If you have come from a country which has a reciprocal social security agreement with the UK, you may also be able to remain in your home country scheme for two to three years (or up to five years if you are from the USA). If you expect your assignment to last longer than the specified period, you will normally cease payments in your home country and commence payments in the UK. To make the claim, your home country employer will be required to request a certificate of coverage.
If you come from a country other than the above, you will normally be required to pay UK Class 1 contributions from 52 weeks after your arrival.
With the exception of EEA nationals, all individuals coming to work in the UK will require a work permit. If you are coming to the UK on assignment, you will need to obtain your permit before your assignment starts to avoid being refused entry to the UK.
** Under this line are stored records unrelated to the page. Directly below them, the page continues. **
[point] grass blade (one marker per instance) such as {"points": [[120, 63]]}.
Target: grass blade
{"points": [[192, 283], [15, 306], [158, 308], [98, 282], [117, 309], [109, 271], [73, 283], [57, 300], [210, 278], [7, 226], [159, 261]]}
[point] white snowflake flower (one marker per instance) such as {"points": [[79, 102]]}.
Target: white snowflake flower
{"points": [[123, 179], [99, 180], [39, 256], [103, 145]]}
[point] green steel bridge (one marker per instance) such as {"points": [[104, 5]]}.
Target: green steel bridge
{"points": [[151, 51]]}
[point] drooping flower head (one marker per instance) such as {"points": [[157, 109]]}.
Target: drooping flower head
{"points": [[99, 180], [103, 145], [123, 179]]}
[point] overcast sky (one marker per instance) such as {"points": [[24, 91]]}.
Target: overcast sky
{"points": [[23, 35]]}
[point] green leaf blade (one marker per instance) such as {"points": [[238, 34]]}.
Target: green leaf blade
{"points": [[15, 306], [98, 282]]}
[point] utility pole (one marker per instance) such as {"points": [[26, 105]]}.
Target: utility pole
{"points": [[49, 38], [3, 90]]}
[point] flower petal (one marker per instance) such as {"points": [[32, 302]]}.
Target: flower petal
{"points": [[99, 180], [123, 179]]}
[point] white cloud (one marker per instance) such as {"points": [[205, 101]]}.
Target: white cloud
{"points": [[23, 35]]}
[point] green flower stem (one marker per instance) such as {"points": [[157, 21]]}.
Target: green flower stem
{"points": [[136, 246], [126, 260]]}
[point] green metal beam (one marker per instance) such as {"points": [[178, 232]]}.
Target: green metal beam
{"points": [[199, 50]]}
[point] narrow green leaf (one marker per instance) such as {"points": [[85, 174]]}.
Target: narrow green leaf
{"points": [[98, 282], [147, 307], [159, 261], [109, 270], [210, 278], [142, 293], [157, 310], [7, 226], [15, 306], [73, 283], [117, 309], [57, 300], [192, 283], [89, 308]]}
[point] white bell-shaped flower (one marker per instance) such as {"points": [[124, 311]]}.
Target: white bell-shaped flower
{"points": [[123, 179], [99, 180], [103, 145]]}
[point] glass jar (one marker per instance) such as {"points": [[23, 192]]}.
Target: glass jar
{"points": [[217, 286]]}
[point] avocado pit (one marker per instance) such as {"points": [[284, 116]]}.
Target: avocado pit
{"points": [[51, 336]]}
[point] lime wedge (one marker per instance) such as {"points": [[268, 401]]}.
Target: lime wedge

In certain cases, it is possible to continue to participate in your employers overseas pension plan and gain the same tax advantages as a UK plan. This would mean that your contributions would be tax deductible (subject to a maximum) and your employer's contributions would be tax free. For this to apply, your employer in the UK will need to submit the rules of the overseas pension scheme to the Inland Revenue Pension Schemes Office with a claim for corresponding acceptance (this is standard practice with US 401k plans). Without this, you will not receive any tax relief on contributions and your employer's contributions will be taxable.
Generally, no tax liability should arise in the UK on the exercise of non-UK stock options if the options were granted before you came to the UK, the proceeds are kept outside of the UK and you are not domiciled in the UK.
If you are granted stock options whilst in the UK, you may be liable to UK tax on exercise, even if this occurs after you have left. Specialist advice should be sought if this applies.
The UK authorities pay what is known as child benefit in respect of all children under the age of sixteen. You may be able to claim this benefit if you cannot claim an equivalent benefit in your home country and you come to the UK from an EEA country or a country with which the UK has a child benefit agreement.
Child benefit is not taxable in the UK.